Tuesday, February 13, 2018

Building College List Like Buying A House

Building College List Like Buying A House
September 19, 2017
I cover the college admission process and how it affects families. Opinions expressed by Forbes Contributors are their own.

Buying a new house always starts in your imagination. A bigger yard for the kids to play in. A brighter kitchen. Another full bathroom. A quieter neighborhood. More storage space (always more storage space). We build the ideal house in our heads and set out to see which ones match up.
Then reality sets in. Or rather, the realtor sets in. She shows us houses that have the yard and the bathroom, but not the kitchen. The storage space but not the yard. The kitchen but not the neighborhood. And we see the great things we hadn't even thought of: The finished basement in one, the sunroom in the other or the fireplace in the master bedroom. Yes, I want that! I'll give up the closets for the sunroom! And so we negotiate with ourselves and our spouses, comparing the pros and cons of each place until we narrow the list down to one or two choices.


As we proceed, we realize that we're not just choosing elements we like, we're setting out priorities. Deciding a yard is non-negotiable makes it a priority. Needing an extra full bathroom puts any house with that feature near the top of the list. After seeing a number of brick and mortar places, you can sort them according to what have become your priorities. (Even if you had a list before, it's more than likely changed as you realized what you could give up to get something else. No place is going to have 100% of what you want.)


Building a college list is remarkably similar. Students start with an ideal college, perhaps one they've visited or that a friend attends and likes. It just feels right or fits the image of "college" in their heads. Perhaps they know they want a big school with all the social and athletic bells and whistles. They want it to have a great advisory system and lots of options for majors. Or they want a small school with good student-faculty relationships.

As a counselor, I try to listen to what students and parents tell me when we first meet. Sometimes they have no particular ideas at all, but in conversation, I hear about an interest in business or a love of theater that gives me clues about what schools to recommend. Sometimes, I hear things I know are incompatible, such as the time one student told me he wanted a "small liberal arts school in the woods" with a "library like Regenstein." He didn't know it at the time, but he was trying to merge two incompatible things: Small colleges don't have the massive research facilities of a University of Chicago. That was his introduction to creating priorities.

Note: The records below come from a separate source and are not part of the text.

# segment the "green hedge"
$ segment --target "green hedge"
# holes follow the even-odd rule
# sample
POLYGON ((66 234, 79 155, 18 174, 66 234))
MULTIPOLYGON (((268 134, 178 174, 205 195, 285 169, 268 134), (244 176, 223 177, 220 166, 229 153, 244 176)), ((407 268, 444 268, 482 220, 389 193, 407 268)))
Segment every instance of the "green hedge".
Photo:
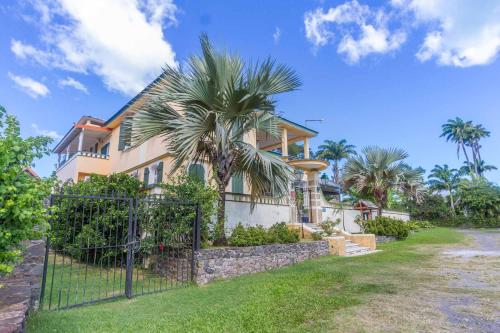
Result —
POLYGON ((434 225, 441 227, 462 227, 462 228, 500 228, 500 217, 466 217, 457 216, 454 218, 440 219, 432 221, 434 225))
POLYGON ((362 221, 361 225, 365 233, 393 236, 397 239, 405 239, 411 230, 407 222, 385 216, 377 216, 373 220, 362 221))
POLYGON ((269 229, 263 226, 243 226, 239 223, 229 237, 231 246, 256 246, 266 244, 297 243, 299 233, 290 230, 285 222, 273 224, 269 229))

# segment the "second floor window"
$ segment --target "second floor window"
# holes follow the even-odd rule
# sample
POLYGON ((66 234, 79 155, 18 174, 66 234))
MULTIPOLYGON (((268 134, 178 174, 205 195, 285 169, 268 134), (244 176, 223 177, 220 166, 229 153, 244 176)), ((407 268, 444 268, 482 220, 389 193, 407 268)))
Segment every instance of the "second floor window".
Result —
POLYGON ((125 150, 132 144, 131 117, 125 117, 120 124, 120 134, 118 139, 118 150, 125 150))
POLYGON ((102 146, 101 155, 109 155, 109 142, 102 146))

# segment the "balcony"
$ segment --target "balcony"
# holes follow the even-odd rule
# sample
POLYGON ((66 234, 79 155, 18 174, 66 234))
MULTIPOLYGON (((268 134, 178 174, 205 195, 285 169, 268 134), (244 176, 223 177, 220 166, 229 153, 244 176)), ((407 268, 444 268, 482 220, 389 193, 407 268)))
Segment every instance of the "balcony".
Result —
POLYGON ((92 173, 98 175, 110 173, 109 155, 78 151, 69 154, 68 159, 62 160, 56 169, 57 178, 63 182, 68 180, 77 182, 92 173))

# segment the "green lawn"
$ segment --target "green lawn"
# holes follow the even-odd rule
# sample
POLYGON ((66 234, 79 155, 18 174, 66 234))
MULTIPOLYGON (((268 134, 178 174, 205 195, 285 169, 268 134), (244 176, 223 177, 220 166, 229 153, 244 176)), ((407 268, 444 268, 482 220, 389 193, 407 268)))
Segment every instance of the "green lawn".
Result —
POLYGON ((318 332, 335 320, 336 310, 407 287, 411 272, 401 268, 432 256, 422 247, 462 240, 456 231, 436 228, 372 255, 328 256, 204 287, 41 311, 29 319, 28 332, 318 332))

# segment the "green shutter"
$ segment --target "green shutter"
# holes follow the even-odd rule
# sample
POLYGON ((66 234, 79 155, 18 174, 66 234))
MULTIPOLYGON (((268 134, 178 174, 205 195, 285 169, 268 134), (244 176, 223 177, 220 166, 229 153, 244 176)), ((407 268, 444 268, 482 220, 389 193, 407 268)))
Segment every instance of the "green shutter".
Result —
POLYGON ((189 177, 193 177, 205 184, 205 168, 201 164, 191 164, 188 169, 189 177))
POLYGON ((243 194, 243 175, 235 174, 231 180, 233 193, 241 193, 243 194))
POLYGON ((132 117, 125 117, 120 124, 120 135, 118 139, 118 150, 130 147, 132 143, 132 117))
POLYGON ((156 167, 156 183, 159 184, 162 181, 163 181, 163 162, 160 162, 156 167))
POLYGON ((144 168, 144 186, 149 185, 149 168, 144 168))
POLYGON ((109 154, 109 142, 106 143, 102 148, 101 148, 101 155, 108 155, 109 154))

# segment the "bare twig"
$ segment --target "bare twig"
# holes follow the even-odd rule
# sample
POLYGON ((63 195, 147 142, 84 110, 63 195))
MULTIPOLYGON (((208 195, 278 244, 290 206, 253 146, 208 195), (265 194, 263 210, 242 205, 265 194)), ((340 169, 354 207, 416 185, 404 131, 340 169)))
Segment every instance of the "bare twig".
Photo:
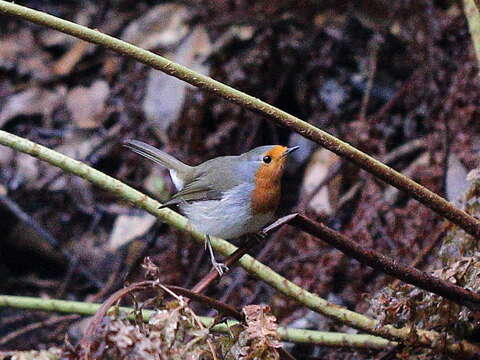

From the first meeting, I take what I hear and construct a list that encompasses what I've heard. With this particular student, I started with research institutions and small colleges so he could see the differences in more detail. After visiting several and seeing the realities for himself, he decided his priorities were based on having good research facilities, so the smaller colleges were off the list.

We volleyed back and forth as he defined his understanding of what he wanted. He liked the dorms but not the location; the majors but not the core curriculum; the location but not the condition of the labs. I showed him different "properties" that had as many of his desired options as possible and we narrowed the list down to a reasonable eight or so. None was 100% but all were well within the range of what he'd determined his priorities to be. (Of course, we also considered admissibility when we got right down to it, the same way you'd have to qualify for a mortgage to buy that "ideal" house.)
Building a college list is as much about defining your priorities as it is about finding a place for your post-high school education. And sometimes you don't know what those really are until you look at what's available. That's the reason I always advise students to take notes about what they don't like as well as what they like when researching a school. Getting a clear view of both helps clarify your vision and define what's important to you. Often, students surprise themselves when they realize what they thought they wanted wasn't even as important as they thought it was. In the end, though, the likelihood of a good fit and, ultimately, college success, comes through the give and take between the ideal and the real.